Grappling with the growth of scientific data
It’s no surprise to readers of Scientific Computing World that scientific data is increasing exponentially. And ever-advancing storage technology is making it easier and cheaper than ever to store all this data (vendors will soon be shipping 840TB in a single 4U enclosure). So what’s missing? How about: how to keep track of all that data? How to find what you are looking for in these multi-petabyte ‘haystacks’? How to share selected data with your colleagues for collaborative research, and then make it available to support the mandate that published results must be reproducible? How to ensure the consistency and trustworthiness of scientific data, selective access, provenance, curation and availability in the future? How to find data that was created years or decades ago but is needed now? And how to identify and remove data that’s no longer needed, to avoid accumulating useless ‘data junkyards’?
Metadata is the key
The solution has been around for decades: it’s metadata. Metadata, or data about data, lets scientists find the valuable data they are looking for. Metadata especially helps find value in data that’s been created by others, no matter when or where. Without rich metadata, scientists increasingly risk spending their time just looking for data, or worse, losing it – instead of exploiting that data for analysis and discovery.
Physicists are the high priests of metadata, and astronomers their first disciples
In addition to inventing the World Wide Web to support its amazing work, big science physics pioneered the use of metadata to manage the moving, processing, sharing, tracking and storing of massive amounts of data among global collaborators. Physicists have been using metadata to manage really big data for decades, developing their own bespoke metadata and data management tools with each new project. Cern actually developed three separate metadata systems to manage the two storage systems used in their ground-breaking LHC work that famously captured 1PB of detector data per second in search of the elusive Higgs boson.
So when NASA needed to keep track of all the data coming from the Hubble Space Telescope, it consulted the physicists at the Stanford Linear Accelerator (SLAC) BaBar experiment, and applied their metadata-based techniques to astronomy.
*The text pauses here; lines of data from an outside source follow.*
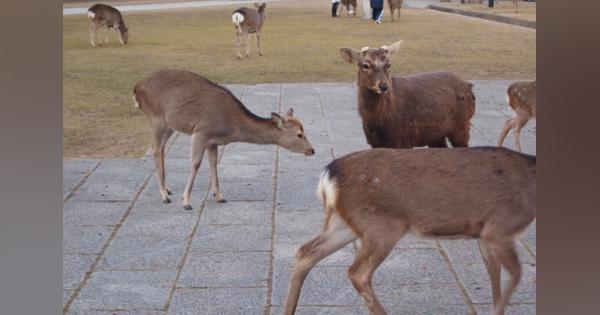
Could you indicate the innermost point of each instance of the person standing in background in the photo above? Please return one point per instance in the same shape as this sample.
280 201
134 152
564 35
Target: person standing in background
368 12
334 5
377 7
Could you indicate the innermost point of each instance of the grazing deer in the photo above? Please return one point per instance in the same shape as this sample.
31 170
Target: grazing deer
379 195
521 99
246 21
105 15
350 6
395 5
191 104
418 110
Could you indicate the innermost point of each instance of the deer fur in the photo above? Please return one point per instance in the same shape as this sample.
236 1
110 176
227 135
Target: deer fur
521 97
379 195
406 112
350 6
395 5
183 101
247 21
105 15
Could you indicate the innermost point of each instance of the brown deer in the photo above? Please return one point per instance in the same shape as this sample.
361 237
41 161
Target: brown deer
418 110
483 193
521 99
395 5
515 4
350 6
105 15
247 21
189 103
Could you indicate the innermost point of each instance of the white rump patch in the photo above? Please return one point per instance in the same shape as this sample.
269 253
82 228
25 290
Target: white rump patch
327 189
237 18
135 102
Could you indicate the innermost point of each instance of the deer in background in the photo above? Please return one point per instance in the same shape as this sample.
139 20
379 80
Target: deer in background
488 194
395 5
105 15
189 103
247 21
419 110
521 97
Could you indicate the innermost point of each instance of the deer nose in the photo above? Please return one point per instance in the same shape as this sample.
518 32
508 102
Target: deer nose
383 87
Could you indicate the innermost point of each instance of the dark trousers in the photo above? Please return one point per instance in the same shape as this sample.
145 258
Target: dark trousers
376 13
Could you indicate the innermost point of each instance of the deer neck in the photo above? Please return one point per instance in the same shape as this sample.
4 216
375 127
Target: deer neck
371 103
258 130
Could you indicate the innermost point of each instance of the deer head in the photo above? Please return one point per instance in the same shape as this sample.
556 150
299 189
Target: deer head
373 65
291 134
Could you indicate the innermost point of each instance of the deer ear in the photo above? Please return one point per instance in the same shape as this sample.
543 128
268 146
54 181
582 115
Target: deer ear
350 55
278 119
393 48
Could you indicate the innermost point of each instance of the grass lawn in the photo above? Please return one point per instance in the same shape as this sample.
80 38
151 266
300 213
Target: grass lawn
300 42
526 10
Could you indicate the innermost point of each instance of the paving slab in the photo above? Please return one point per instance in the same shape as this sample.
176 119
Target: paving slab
225 258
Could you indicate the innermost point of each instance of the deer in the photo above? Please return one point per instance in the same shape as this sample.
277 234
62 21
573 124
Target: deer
515 4
247 21
350 6
520 97
395 5
379 195
105 15
183 101
405 112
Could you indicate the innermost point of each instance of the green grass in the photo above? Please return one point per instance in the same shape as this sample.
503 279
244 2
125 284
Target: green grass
300 42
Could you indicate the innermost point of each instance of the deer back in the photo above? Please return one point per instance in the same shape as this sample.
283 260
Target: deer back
436 192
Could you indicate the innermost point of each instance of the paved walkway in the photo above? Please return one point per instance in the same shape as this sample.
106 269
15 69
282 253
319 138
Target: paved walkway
166 5
125 252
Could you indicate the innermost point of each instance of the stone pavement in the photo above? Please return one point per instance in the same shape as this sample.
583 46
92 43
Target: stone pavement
125 252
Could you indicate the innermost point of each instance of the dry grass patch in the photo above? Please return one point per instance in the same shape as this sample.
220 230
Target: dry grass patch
300 43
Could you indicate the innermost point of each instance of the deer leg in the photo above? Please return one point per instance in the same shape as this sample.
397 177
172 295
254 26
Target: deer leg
93 35
198 148
492 265
213 152
507 127
237 45
258 43
248 46
507 255
163 182
376 246
335 235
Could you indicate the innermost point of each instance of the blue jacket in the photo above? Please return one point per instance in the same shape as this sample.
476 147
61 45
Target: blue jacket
376 3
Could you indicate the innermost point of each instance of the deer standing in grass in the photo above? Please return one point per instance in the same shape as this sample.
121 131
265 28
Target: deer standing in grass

Data collected from Hubble over the decades is meticulously annotated with rich metadata so future generations of scientists, armed with more powerful tools, can discover things we can’t today. In fact, because of rich metadata, more research papers are being published on decades-old archived Hubble data than on current observations.
General solutions to managing metadata
So what if your organisation isn’t part of a multi-billion dollar, multinational big science project with the resources to build a custom system for managing metadata? Good news, there are a couple of broadly available and generally applicable metadata-oriented data management systems already used by hundreds of scientific organisations: iRODS and Nirvana. These ‘twin brothers from different mothers’ were both invented by Dr Reagan Moore (a physicist of course!), formerly with General Atomics and the San Diego Supercomputing Center, and now with the Data Intensive Cyber Environments (DICE) research group at the University of North Carolina. iRODS is the Integrated Rule-Oriented Data System, an open source project developed by DICE. Reagan Moore discussed the system in his article ‘How can we manage exabytes of distributed data?’ on the Scientific Computing World website in March 2014.
Nirvana is a commercial product developed by the General Atomics Energy and Advanced Concepts group in San Diego, from a joint effort with the San Diego Supercomputing Center’s Storage Resource Broker (SRB).
(‘Taking action on big data’ is a recurrent theme for North Carolina, as Stan Ahalt, director of the Renaissance Computing Institute (RENCI), professor of computer science at UNC-Chapel Hill, and chair of the steering committee for the National Consortium for Data Science (NCDS), discusses in his article on these pages.
How they work
These systems have agents that can mount pretty much any number and kind of file or object-based storage system, and then ‘decorate’ their files with rich metadata that is entered into a catalogue that sits on a standard relational database such as Postrgres or Oracle. GUI or command-line interfaces are used for querying and accessing the data. Data can then be discovered and accessed through an object’s detailed attributes such as creation date, size, and frequency of access, author, keywords, project, study, data source, and more. All this data can reside on very different, incompatible platforms crossing multiple administrative domains, but now tied together under a single searchable global name space. Several processes run in the background of this federation that move data from one location to another, based on policies or events, to coordinate scientific workflows and data protection like the systems at Cern. These systems can also generate audit trails, track and ensure data provenance and data reproducibility, and control data access – exactly what’s needed to manage and protect scientific data.
Metadata is the future of scientific data management
Scientific big data, and the metadata-based techniques that manage it, are no longer the reserve of big science. Increased sensor resolution from more and more sequencers, cameras, microscopes, scanners and instruments of all types are driving a deluge in data across all science. Fortunately, robust tools are readily available for effectively managing all this data. Now it’s up to you to use them!